Les raisons qui poussent à rêver d’un ailleurs proche ou lointain ne manquent pas : plus d’opportunités de trouver un emploi correspondant à ses qualifications professionnelles, rémunération plus élevée, marché de l’emploi et des recrutements plus ouvert. Pour les retraités, il peut y avoir l’envie de vivre dans un pays au climat plus doux avec un coût de la vie plus bas. Les prix de l’immobilier peuvent aussi participer à la décision de s’expatrier.

Depuis quelques années, l’idée de départ rime également avec la possibilité de bénéficier d’une fiscalité plus attrayante. Selon une étude de la CNAV, la Caisse nationale d’assurance vieillesse, sur 14 millions de retraités touchant une pension de retraite, 8,3% d’entre eux sont installés hors de France. Au total, deux millions de français vivent hors du territoire national. Pour 39% l’expatriation est motivée par des raisons professionnelles, 25% le sont par amour et 93% d’entre eux se déclarent satisfaits de leur situation d’expatriés, selon le dernier observatoire de l’expatriation.

Le fisc ne vous oublie pas

Des conventions fiscales internationales, dont plus d’une centaine signées par la France avec d’autres pays, ont pour objet de prévenir les phénomènes de double imposition et fixent l’échange de renseignements contre l’évasion fiscale internationale. En l’absence de conventions fiscales ou si la personne n’en remplit pas les conditions, les dispositions de l’article 4 B du code général des impôts fixent les règles en distinguant selon que le contribuable a ou non en France son domicile fiscal.

Si votre domicile fiscal est situé France, vos revenus y compris ceux perçus à l’étranger sont imposables en France. Partir ne suffit pas forcément à perdre la qualité de résident fiscal français. En effet, le domicile fiscal est défini de manière très large. Sont ainsi considérées comme ayant leur domicile fiscal en France les personnes qui y ont leur foyer fiscal, dont c’est le lieu de séjour principal, qui y exercent une activité professionnelle à titre principal ou qui en ont fait le centre de leurs intérêts économiques.

Voici trois situations lors desquelles le fisc vous considère comme un résident fiscal français :

  • Pour des raisons professionnelles, vous séjournez à l’étranger y compris la plus grande partie de l’année, mais votre conjoint ou partenaire de pacs et vos enfants mineurs continuent de résider en France : légalement votre domicile fiscal est en France.
  • La France sera considérée comme votre lieu de séjour principal et donc le lieu de votre domicile fiscal si vous y séjournez plus de 183 jours par an. Mais ce critère n’est pas absolu : même si votre durée de séjour est inférieure, votre résidence fiscale pourra être considérée comme située en France, si c’est le pays où vous effectuez le plus long séjour au cours d’une même année.
  • Votre résidence fiscale est française si vous exercez en France une activité professionnelle, salariée ou non, sauf si celle-ci y est exercée à titre accessoire.

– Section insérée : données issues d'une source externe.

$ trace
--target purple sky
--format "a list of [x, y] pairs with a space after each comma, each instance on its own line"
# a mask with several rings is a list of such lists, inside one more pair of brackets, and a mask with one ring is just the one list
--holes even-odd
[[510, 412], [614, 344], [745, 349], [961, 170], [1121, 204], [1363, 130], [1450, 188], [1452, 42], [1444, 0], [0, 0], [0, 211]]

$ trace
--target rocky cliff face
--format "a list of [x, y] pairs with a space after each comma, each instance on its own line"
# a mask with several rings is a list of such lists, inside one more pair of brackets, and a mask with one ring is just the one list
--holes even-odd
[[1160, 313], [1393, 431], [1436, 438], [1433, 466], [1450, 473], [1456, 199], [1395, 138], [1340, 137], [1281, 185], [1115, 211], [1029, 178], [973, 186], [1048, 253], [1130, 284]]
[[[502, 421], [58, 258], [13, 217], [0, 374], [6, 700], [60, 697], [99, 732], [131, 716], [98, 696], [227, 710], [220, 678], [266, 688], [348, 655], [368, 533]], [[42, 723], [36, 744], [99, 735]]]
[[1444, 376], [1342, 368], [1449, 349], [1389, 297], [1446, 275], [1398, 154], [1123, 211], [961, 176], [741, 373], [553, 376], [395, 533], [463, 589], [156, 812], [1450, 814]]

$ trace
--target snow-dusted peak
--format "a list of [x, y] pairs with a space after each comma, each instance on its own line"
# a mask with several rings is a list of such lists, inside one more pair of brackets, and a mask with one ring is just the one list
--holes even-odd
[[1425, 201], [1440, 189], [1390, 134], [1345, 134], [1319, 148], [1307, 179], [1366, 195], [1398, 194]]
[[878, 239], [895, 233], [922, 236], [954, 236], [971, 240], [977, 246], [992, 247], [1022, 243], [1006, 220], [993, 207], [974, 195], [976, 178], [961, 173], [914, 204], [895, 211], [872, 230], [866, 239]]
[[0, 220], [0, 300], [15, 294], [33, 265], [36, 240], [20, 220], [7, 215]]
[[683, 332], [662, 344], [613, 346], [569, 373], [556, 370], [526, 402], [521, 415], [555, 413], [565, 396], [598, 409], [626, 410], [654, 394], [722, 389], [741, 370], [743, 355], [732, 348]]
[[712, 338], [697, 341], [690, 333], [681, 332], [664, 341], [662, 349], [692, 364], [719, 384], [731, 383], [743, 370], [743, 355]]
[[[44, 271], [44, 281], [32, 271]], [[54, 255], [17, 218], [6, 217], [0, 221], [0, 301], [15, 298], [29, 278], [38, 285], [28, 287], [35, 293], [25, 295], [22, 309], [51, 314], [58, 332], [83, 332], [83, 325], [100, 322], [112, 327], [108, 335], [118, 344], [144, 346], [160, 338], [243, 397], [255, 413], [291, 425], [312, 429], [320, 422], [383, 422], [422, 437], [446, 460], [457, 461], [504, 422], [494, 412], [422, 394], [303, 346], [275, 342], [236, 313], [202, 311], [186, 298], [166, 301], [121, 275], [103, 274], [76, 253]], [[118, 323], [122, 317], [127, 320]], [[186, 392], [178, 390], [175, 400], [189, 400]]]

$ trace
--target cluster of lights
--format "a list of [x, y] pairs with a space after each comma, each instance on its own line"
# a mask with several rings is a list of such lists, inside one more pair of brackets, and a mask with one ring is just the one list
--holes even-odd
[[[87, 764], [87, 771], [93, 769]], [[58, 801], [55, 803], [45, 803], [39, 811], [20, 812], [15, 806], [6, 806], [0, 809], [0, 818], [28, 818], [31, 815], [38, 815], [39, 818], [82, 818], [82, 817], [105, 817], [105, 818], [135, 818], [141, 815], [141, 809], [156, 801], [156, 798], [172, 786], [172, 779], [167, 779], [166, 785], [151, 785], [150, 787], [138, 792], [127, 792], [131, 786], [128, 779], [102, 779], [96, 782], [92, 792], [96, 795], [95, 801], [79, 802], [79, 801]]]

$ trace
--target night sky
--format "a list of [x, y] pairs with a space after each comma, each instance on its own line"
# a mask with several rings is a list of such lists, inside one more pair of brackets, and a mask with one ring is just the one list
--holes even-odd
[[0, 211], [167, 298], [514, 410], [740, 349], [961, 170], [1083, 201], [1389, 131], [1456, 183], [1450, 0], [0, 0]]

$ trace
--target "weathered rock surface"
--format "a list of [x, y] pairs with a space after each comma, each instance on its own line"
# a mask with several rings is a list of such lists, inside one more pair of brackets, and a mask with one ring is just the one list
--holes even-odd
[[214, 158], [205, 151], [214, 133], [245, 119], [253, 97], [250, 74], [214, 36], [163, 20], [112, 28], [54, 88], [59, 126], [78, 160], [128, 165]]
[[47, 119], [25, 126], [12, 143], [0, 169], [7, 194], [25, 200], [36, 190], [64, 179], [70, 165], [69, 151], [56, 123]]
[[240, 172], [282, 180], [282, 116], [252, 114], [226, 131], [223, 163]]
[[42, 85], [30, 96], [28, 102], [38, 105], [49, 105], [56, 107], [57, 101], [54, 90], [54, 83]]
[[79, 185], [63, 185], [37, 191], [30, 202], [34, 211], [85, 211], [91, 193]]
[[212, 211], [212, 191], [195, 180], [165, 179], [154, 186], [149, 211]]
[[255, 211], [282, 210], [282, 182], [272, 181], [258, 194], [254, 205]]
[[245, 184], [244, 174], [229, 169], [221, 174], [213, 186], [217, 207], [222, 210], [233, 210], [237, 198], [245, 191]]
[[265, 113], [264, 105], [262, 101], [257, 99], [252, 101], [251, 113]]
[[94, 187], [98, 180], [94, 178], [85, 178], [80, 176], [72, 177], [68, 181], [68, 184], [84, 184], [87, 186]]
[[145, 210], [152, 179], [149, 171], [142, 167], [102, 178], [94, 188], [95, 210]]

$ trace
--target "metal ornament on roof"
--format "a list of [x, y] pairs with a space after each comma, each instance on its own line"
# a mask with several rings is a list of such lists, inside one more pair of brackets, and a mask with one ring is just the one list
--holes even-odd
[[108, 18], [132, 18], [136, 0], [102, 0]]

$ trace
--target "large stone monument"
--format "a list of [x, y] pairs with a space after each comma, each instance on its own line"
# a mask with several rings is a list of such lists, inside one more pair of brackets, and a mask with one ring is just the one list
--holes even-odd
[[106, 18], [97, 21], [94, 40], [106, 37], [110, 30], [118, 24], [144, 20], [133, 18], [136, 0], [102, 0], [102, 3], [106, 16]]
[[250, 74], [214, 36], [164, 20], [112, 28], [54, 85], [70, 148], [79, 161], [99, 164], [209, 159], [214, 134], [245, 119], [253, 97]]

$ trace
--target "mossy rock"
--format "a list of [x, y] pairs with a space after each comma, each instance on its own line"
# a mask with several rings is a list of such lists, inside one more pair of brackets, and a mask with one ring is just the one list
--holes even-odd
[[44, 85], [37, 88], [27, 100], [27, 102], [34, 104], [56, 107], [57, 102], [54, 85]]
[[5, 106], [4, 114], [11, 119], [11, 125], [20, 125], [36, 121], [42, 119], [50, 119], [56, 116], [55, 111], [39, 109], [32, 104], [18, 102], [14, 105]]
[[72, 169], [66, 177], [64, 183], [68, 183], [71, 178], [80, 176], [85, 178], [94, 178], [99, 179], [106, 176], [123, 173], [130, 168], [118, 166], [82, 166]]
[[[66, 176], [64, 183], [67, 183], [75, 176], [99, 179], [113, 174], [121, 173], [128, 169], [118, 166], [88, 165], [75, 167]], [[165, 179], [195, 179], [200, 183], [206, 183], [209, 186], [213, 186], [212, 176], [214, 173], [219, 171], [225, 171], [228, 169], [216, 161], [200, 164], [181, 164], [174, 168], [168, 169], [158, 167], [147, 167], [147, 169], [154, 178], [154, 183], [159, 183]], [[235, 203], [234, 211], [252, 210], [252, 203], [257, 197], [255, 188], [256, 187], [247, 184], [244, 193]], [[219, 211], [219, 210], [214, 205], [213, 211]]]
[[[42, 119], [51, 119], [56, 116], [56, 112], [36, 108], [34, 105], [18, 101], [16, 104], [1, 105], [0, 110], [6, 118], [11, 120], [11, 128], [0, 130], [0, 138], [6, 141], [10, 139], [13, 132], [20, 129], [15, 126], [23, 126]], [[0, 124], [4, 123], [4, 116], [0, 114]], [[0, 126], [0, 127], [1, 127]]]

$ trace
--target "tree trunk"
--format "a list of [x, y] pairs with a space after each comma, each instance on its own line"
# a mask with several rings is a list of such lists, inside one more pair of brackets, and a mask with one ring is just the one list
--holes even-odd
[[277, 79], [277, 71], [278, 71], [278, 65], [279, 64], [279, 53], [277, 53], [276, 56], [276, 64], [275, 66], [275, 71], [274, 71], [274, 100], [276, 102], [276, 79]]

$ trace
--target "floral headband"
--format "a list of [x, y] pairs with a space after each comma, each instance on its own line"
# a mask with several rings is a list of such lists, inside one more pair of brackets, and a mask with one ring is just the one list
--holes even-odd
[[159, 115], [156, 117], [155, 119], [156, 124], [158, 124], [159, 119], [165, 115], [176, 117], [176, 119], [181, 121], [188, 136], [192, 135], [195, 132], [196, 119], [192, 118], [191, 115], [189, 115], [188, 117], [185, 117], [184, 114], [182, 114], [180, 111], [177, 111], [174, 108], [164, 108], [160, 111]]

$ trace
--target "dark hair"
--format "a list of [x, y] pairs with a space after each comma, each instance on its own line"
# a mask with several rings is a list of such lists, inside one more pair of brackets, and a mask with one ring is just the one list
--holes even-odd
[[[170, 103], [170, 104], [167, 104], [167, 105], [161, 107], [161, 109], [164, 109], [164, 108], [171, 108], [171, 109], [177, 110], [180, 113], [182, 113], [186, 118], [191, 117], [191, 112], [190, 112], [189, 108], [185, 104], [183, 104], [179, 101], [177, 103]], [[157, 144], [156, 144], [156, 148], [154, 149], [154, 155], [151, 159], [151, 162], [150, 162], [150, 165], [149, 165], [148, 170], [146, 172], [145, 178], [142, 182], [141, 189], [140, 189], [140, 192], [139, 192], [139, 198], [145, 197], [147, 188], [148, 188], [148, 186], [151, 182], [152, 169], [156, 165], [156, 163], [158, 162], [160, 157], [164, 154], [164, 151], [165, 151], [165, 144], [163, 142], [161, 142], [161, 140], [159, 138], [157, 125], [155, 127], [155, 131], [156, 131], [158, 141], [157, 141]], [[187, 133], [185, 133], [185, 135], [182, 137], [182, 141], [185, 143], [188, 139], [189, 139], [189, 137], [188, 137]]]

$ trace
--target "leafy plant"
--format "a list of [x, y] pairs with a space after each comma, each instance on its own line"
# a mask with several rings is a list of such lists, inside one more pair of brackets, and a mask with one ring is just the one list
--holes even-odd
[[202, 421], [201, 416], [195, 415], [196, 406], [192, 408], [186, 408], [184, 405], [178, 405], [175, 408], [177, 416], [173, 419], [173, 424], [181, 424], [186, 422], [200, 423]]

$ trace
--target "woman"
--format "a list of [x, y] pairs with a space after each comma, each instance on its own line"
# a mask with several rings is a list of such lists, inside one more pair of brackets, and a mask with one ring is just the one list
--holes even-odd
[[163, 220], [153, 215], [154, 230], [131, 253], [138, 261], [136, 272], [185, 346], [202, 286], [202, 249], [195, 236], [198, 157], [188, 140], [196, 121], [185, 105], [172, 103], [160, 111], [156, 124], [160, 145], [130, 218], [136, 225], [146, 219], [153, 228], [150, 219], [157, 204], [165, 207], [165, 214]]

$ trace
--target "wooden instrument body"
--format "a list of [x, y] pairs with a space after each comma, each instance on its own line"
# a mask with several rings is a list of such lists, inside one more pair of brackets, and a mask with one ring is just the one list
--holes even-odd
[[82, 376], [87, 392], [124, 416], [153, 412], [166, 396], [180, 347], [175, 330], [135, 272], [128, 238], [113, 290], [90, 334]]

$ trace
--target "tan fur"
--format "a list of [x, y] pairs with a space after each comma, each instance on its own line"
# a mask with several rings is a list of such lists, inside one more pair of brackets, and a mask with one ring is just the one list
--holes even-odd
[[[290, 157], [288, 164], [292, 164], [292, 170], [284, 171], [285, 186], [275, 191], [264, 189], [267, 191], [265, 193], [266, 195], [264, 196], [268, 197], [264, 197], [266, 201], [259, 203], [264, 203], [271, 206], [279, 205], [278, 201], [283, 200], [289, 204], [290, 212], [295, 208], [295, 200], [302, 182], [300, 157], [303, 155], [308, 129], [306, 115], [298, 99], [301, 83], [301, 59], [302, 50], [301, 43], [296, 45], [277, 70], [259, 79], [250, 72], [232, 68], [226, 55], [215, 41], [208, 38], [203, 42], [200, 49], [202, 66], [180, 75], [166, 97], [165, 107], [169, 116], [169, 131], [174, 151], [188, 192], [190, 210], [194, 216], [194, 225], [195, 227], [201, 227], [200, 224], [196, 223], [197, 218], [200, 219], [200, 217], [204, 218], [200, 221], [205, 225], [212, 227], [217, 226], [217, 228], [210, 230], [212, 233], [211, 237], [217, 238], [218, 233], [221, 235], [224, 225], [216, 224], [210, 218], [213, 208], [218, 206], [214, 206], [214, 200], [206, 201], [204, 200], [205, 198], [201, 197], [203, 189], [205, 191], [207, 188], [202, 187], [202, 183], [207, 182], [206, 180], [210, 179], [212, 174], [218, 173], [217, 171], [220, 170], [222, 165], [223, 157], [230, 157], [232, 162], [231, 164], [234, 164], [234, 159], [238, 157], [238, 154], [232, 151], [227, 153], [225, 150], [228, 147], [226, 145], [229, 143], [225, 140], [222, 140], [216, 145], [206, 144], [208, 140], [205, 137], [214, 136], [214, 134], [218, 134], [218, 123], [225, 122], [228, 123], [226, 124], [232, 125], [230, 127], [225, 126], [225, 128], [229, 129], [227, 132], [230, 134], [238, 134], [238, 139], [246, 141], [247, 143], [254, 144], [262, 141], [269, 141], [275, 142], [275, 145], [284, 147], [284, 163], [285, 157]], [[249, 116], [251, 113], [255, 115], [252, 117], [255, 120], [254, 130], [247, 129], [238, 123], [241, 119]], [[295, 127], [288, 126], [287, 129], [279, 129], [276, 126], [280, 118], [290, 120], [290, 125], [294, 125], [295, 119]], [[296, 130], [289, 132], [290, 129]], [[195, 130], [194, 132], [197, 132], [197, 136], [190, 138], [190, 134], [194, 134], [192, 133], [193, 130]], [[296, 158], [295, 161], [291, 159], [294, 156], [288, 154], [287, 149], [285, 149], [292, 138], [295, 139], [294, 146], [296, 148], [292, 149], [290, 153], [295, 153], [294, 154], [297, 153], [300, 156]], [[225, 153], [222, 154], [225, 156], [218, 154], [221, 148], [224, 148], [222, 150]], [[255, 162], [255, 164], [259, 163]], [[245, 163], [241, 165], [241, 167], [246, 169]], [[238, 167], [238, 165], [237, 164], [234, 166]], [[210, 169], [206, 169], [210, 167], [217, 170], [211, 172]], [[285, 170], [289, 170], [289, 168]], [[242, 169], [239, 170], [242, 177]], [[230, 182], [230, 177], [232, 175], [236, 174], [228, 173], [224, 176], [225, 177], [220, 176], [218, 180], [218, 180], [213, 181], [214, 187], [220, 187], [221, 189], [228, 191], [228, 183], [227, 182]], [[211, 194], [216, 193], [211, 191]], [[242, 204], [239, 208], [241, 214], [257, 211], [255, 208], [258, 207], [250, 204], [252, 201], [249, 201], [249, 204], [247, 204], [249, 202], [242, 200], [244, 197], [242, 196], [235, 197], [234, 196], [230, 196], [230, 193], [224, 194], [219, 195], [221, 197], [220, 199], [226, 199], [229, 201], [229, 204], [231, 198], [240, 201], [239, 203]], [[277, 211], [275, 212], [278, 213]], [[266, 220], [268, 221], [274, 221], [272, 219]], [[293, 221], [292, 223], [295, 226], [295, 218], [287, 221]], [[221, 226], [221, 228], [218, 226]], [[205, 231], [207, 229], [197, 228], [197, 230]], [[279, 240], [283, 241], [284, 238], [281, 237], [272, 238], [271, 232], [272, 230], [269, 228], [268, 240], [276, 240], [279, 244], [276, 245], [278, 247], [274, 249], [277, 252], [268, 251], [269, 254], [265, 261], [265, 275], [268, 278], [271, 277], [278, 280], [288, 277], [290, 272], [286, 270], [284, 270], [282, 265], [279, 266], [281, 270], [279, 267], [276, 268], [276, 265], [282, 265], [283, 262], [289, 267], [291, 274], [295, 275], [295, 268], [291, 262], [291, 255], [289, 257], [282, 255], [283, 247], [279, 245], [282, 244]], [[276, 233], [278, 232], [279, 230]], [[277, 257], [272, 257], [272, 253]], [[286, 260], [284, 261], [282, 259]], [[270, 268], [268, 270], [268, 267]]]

Enfin, les dirigeants des entreprises dont le siège social est situé en France et qui y réalisent un chiffre d’affaires supérieur à 250 millions d’euros annuels sont présumés y avoir leur domicile fiscal, sauf s’ils apportent la preuve contraire.

Que se passe-t-il pour l’IFI ?

L’IFI, l’impôt sur la fortune immobilière, est également dû par les personnes n’ayant pas leur domicile fiscal en France, au titre de leurs biens et droits immobiliers situés en France, les parts ou actions de sociétés ou d’organismes établis en France ou à l’étranger à hauteur de leur fraction représentative de biens ou droits immobiliers situés en France. Dans tous les cas, l’IFI ne trouve à s’appliquer que si le patrimoine net du foyer fiscal est supérieur au seuil d’imposition fixé à 1 300 000 euros.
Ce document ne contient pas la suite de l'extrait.